Horch R E, Lang W, Arkudas A, Taeger C, Kneser U, Schmitz M, Beier J P
Department of Plastic and Hand Surgery, Erlangen University Hospital Friedrich Alexander University Erlangen‑Nuernberg FAU, Erlangen, Germany -
J Cardiovasc Surg (Torino). 2014 Apr;55(2 Suppl 1):265-72.
Treatment of severe wounds remains a surgical challenge in patients with critical limb ischemia (CLI). In some patients with end stage disease a combined arterial and venous vascular bypass together with immediate or subsequent free soft tissue transfer can become necessary to salvage the limb. The aim of this paper was to develop an algorithm of differential approaches of interdisciplinary reconstructions with bypasses and free flaps for leg salvage.
From our experiences with over 76 patients receiving a vascular bypass and a free microsurgical tissue transfer, we analyzed the various configurations of possible vascular constellations and treatment options. We derived an algorithm for the combined interdisciplinary surgical approach.
We found the surgical technique to be one of the main predictors for the final outcome and categorized the various options and vascular configurations in combination with free flaps to salvage extremities. The overall complication rate with more than 20% revisional surgeries is higher than in routine free flap transfer for reconstructions in patient without CLI. We observed 3 failures (4%) with complete flap loss and bypass occlusion and found 3 patients (4%) with initially successful reconstructions to have secondary amputations within 6 to 18 months postoperatively.
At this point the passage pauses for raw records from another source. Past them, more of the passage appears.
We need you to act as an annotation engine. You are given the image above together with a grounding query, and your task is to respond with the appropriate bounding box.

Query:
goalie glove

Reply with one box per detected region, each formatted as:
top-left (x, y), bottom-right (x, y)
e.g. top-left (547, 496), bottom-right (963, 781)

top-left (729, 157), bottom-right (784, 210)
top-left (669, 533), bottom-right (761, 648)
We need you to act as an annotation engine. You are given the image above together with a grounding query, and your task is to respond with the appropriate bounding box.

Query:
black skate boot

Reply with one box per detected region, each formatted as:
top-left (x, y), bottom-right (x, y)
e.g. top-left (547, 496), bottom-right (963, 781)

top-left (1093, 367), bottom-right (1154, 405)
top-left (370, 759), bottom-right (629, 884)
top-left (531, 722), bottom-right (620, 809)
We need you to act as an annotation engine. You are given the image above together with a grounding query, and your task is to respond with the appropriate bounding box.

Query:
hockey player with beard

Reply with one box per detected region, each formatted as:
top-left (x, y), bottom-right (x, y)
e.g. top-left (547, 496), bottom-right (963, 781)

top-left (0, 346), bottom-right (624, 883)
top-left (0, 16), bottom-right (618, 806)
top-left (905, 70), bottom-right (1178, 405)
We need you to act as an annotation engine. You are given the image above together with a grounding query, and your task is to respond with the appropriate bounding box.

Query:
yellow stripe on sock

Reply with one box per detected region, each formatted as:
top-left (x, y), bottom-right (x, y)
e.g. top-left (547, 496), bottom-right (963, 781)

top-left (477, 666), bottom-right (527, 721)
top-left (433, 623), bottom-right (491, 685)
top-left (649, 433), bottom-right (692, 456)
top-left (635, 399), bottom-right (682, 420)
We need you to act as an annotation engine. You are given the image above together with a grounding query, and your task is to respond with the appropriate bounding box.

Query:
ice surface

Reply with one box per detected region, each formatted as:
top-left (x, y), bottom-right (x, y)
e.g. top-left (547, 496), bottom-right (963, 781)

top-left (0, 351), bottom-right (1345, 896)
Given the multitude of concomitant diseases in patients with serious wounds and CLI the distinct choice of the individual reconstructive vascular/flap-procedure has to be thoroughly selected. Any treatment decision against revascularization must be made only with proper and adequate diagnosis based on proper and sufficient diagnostic imaging techniques following an interdisciplinary discussion of possible options for limb salvage. Based on our experience with a large series of this type of combined revascularization-flap reconstruction we developed a specific algorithm of surgical variants of bypass-free flap arterial and venous reconstructions that is presented in this paper.
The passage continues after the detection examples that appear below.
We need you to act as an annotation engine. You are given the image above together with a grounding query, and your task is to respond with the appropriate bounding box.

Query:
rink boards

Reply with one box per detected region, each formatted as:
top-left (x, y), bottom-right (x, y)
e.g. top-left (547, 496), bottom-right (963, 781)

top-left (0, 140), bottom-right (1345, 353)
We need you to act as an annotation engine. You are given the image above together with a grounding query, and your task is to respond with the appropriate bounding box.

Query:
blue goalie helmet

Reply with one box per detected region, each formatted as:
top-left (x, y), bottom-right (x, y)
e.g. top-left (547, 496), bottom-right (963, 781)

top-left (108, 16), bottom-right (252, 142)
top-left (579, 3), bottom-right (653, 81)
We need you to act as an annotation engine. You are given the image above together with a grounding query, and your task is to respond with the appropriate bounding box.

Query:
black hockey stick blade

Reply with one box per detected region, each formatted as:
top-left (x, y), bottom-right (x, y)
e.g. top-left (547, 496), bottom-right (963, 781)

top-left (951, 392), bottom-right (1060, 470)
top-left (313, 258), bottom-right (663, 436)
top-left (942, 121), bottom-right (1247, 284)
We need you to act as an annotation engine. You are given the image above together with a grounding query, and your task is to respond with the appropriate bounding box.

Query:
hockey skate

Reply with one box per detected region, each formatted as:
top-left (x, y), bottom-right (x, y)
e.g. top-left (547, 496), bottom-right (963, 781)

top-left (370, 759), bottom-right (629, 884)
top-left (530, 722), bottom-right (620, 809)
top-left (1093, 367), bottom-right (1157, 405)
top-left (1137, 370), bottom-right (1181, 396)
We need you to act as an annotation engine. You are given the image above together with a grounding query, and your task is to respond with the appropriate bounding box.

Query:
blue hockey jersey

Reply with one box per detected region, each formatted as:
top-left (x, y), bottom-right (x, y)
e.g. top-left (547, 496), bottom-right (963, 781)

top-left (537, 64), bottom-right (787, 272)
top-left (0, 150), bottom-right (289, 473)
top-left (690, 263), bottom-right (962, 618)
对于严重肢体缺血(CLI)患者,严重伤口的治疗仍然是一项外科挑战。在一些终末期疾病患者中,可能需要进行动脉和静脉联合血管搭桥术,并立即或随后进行游离软组织移植以挽救肢体。本文的目的是制定一种用于腿部挽救的跨学科重建的差异化方法算法,该算法结合了搭桥术和游离皮瓣。
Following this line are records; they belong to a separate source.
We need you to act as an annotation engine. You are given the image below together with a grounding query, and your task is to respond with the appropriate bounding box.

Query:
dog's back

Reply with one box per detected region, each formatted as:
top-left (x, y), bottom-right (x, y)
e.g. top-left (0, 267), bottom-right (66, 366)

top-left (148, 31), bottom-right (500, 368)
根据我们对76例以上接受血管搭桥术和游离显微外科组织移植患者的经验,我们分析了可能的血管组合和治疗选择的各种配置。我们得出了一种联合跨学科手术方法的算法。
我们发现手术技术是最终结果的主要预测因素之一,并对结合游离皮瓣挽救肢体的各种选择和血管配置进行了分类。超过20%的翻修手术的总体并发症发生率高于无CLI患者进行常规游离皮瓣移植重建的情况。我们观察到3例(4%)出现皮瓣完全丢失和搭桥闭塞的失败病例,并发现3例(4%)最初重建成功的患者在术后6至18个月内进行了二次截肢。
鉴于严重伤口和CLI患者存在多种伴随疾病,必须仔细选择个体重建血管/皮瓣手术的具体方案。任何反对血管重建的治疗决定都必须在对肢体挽救的可能选择进行跨学科讨论后,基于适当和充分的诊断成像技术进行适当和充分的诊断后做出。基于我们对大量此类联合血管重建-皮瓣重建的经验,我们制定了一种无搭桥皮瓣动脉和静脉重建手术变体的特定算法,本文将予以介绍。